Myron Avery (1899-1952) – If MacKaye envisioned the trail, Avery built it. He knitted the trail clubs together into a cohesive group, communicating by letter to volunteers up and down the Atlantic Seaboard. He was the first person to walk the entire trail, pushing his ever-present measuring wheel in front of him. His vision of the physical trail included the 2-by-6 inch white blaze markings that steered hikers in the right direction and guidebooks. He envisioned the AT as a "people's trail" that would be accessible to the "average tramper."
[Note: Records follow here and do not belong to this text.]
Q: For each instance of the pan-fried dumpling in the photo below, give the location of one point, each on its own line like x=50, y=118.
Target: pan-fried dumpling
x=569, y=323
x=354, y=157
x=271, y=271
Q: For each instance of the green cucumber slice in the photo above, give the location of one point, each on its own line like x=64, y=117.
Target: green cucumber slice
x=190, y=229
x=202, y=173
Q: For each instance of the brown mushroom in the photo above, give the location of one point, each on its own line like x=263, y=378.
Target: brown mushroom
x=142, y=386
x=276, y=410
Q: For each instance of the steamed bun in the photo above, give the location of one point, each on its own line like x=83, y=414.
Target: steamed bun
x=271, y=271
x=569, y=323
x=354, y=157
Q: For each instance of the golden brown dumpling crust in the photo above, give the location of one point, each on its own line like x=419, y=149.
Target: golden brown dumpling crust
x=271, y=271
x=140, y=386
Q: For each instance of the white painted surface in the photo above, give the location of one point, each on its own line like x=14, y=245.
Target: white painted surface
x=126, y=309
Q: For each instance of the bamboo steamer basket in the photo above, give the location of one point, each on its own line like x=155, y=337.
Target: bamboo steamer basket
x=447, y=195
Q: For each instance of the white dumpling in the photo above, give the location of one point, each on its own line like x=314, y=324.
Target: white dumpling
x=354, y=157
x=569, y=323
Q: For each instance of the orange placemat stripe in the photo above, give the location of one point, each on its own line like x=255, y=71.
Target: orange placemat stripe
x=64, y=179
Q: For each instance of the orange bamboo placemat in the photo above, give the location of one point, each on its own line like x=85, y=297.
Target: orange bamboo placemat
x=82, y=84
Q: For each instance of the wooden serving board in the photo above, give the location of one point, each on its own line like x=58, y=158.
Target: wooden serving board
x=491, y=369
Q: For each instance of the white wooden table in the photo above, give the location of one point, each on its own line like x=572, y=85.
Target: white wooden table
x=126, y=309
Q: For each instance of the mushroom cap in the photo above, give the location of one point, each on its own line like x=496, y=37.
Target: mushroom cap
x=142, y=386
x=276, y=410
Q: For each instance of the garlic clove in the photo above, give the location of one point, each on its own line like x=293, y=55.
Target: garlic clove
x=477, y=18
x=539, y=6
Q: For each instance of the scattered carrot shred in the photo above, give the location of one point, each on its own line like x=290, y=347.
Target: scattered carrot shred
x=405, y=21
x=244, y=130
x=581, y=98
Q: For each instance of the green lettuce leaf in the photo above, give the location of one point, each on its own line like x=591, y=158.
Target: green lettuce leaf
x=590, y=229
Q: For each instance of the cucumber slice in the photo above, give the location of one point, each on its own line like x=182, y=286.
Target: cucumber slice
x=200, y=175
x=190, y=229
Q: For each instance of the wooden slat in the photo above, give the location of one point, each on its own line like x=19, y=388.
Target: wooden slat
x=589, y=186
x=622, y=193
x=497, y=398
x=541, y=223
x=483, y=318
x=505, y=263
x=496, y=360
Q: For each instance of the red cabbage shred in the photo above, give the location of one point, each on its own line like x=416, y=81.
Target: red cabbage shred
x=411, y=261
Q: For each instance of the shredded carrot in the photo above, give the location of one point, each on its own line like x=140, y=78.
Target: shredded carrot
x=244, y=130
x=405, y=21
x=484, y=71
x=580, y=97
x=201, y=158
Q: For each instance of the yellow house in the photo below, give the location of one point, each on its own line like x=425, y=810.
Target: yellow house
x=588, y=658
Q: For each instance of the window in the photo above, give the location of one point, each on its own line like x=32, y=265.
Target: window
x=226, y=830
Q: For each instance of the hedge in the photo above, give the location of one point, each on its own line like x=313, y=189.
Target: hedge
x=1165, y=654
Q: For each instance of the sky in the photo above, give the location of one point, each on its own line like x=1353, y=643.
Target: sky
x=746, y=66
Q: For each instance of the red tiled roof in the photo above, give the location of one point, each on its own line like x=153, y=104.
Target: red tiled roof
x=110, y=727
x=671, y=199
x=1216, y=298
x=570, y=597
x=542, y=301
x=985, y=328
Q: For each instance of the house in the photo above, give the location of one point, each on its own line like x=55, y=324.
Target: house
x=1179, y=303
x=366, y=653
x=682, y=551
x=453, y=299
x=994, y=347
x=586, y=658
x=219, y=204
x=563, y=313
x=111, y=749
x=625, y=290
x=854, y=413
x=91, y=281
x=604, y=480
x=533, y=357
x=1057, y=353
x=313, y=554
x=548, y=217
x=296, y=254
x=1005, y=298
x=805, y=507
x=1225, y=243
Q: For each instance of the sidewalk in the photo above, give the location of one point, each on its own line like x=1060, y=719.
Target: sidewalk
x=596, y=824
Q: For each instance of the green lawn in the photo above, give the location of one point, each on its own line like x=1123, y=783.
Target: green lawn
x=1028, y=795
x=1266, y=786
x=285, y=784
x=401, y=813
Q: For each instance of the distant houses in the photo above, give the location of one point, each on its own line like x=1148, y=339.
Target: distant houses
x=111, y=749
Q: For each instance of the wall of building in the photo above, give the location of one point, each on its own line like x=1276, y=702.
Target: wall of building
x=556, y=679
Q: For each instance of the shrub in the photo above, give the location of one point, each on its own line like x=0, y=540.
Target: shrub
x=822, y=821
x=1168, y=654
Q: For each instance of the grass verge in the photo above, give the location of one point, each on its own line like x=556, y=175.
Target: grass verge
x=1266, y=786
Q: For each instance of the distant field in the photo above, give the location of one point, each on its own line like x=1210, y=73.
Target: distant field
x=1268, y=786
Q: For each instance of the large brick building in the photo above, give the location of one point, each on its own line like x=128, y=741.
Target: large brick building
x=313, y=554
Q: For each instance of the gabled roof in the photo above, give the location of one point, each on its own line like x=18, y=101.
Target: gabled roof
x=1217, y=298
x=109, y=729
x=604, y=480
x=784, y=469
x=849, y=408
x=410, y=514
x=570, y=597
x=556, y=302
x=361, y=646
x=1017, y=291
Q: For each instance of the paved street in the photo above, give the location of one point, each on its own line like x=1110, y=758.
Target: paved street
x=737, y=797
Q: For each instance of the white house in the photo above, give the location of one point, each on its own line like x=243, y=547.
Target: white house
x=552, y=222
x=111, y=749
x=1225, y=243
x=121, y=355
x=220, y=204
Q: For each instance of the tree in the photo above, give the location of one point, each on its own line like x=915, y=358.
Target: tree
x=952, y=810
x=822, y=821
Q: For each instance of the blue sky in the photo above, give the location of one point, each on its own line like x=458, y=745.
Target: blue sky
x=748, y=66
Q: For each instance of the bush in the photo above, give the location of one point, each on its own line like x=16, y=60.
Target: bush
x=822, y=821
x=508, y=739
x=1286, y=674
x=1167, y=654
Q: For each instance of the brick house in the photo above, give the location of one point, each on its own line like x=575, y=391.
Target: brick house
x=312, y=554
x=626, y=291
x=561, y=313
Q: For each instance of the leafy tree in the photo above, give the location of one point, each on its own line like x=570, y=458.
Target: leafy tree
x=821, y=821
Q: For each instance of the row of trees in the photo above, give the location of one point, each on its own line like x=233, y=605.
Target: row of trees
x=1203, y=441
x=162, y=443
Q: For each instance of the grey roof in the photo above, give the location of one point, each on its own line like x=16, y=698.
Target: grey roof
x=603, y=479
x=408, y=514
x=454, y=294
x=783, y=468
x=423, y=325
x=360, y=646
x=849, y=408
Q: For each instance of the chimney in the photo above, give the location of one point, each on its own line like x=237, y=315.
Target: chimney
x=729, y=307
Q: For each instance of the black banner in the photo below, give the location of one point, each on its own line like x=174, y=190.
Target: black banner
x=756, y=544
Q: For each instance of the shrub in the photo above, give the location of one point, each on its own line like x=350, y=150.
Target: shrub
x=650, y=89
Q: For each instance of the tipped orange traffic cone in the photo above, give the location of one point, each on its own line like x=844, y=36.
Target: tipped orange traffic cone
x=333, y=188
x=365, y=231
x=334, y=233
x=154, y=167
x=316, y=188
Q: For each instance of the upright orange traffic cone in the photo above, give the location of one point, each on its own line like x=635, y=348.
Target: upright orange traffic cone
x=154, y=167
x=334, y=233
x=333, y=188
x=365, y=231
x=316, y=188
Earl Shaffer (1918-2002) - Shaffer  pioneered thru-hiking. His notion of a 2,000-mile continuous wilderness hike was unheard of until his initial "Walk With Spring" in 1948. Before he did it, many thought it was physically impossible to hike the entire trail in one year. He hiked the entire trail again in 1965 and finally once more at age 79 in 1998.

Gene Espy – In 1951 at the age of 24, Espy became the second person to thru-hike the AT. His book, "The Trail of My Life," inspired many people to test their physical and mental abilities by long-distance hiking. Now 84, he was one of the speakers during the museum's anniversary weekend.

Ed Garvey (1915-1999) - He thru-hiked the Appalachian Trail in 1970, when it was still a fairly rare thing to do. The popularity of his 1971 book, "Appalachian Hiker," arguably did more to raise the awareness of thru-hiking than any other single event. In his book, he carefully explained his preparations and gathered useful information along the way that would be of benefit to those who would follow in his footsteps. Garvey also was instrumental in getting federal funds in the late 1970s to protect the trail, and he volunteered countless hours helping to build the trail while working in Washington. The Ed Garvey Memorial Shelter was constructed along the Maryland section of the AT on Weverton Cliffs, about four miles from Harpers Ferry.